Die Kläger hätten gegen die Beklagte auch keinen Anspruch auf Rückzahlung der Maklercourtage in Höhe von 5.712,00 €.

Ein solcher Anspruch ergibe sich nicht aus § 812 Absatz 1 Satz 1, 1. Variante BGB. Die Voraussetzungen lägen nicht vor, da die Beklagte den Maklerlohn mit Rechtsgrund erlangt habe.

Die Parteien bzw. die Beklagte und der Kläger zu 1. hätten einen Maklervertrag gemäß § 652 Abs. 1 BGB geschlossen. Zumindest aufgrund einer Nachweisleistung der Beklagten hätten die Kläger den Kaufvertrag über das Mehrfamilienhaus, der sowohl in persönlicher und sachlicher Hinsicht Gegenstand des Maklervertrages gewesen sei, abgeschlossen. Die auf den Abschluß des Kaufvertrages vom 13.12.2007 gerichtete Willenserklärung der Kläger sei auch nicht durch die (unwiderrufliche) Anfechtung aus der Klageschrift vom 26.01.2009 gemäß § 142 Abs. 1 BGB nichtig geworden. Die Kläger hätten weder eine arglistige Täuschung durch die Beklagte i.S.d. § 123 Abs. 1 BGB noch eine Kenntnis oder ein Kennenmüssen der Zeugen M1/M2 i.S.d. § 123 Abs. 2 BGB substantiiert dargelegt. Die gezahlte Vergütung entspreche auch der vertraglichen Regelung.

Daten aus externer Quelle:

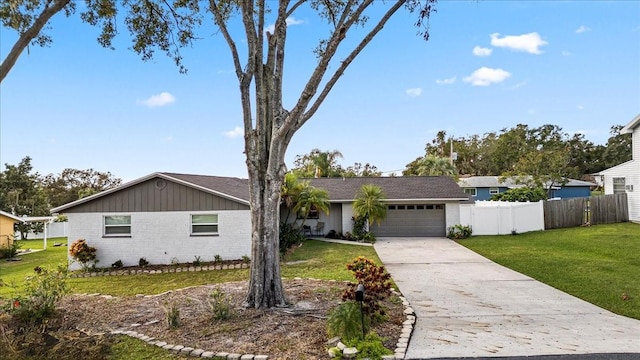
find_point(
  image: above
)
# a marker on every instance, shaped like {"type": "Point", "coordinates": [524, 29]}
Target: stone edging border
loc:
{"type": "Point", "coordinates": [399, 353]}
{"type": "Point", "coordinates": [166, 270]}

Ein Anspruch der Kläger auf Rückzahlung der Maklercourtage ergebe sich auch nicht aus den §§ 280 Abs. 1, 652 Abs. 1 BGB. Zwar könne der Auftraggeber im Rahmen der Naturalrestitution (§ 249 BGB) provisionsfrei zu stellen seien, wenn eine (auch einfache) Pflichtverletzung für den Anfall der Provision ursächlich sei. Dies sei etwa dann der Fall, wenn der Auftraggeber den Hauptvertrag ohne die Pflichtverletzung des Maklers nicht abgeschlossen hätte. Das treffe vorliegend jedoch nicht zu. Die Kläger hätten, wie bereits der „Widerruf“ ihrer in der Klageschrift erklärten Anfechtung zeige, im Ergebnis am Kaufvertrag festhalten wollen. Selbst wenn in der Zahlung der Maklerprovision an sich ein Schaden läge, entfiele dieser jedenfalls im Wege der Vorteilsausgleichung. Im Rahmen der Herstellungsverpflichtung nach § 249 BGB seien unter dem Gesichtspunkt der Vorteilsausgleichung auch die Vorteile zu berücksichtigen, die mit dem schädigenden Ereignis in adäquat-ursächlichem Zusammenhang stehen würden, sofern die Anrechnung dem Zweck des Schadensersatzes entspreche und den Schädiger nicht unbillig entlaste. Ein solcher Zusammenhang bestehe hier hinsichtlich derjenigen Vorteile, die den Klägern unmittelbar aus dem Kaufvertrag vom 13.12.2007 erwachsen seien. Der Vorteil der Kläger sei jedenfalls darin zu sehen, daß sie ein Grundstück zu einem Kaufpreis erworben hätten, der in Höhe eines Betrages von 10.000,00 € unterhalb des Verkehrswertes gelegen habe. Dieser Betrag übersteige den Betrag der von den Klägern zurückgefordert Maklercourtage.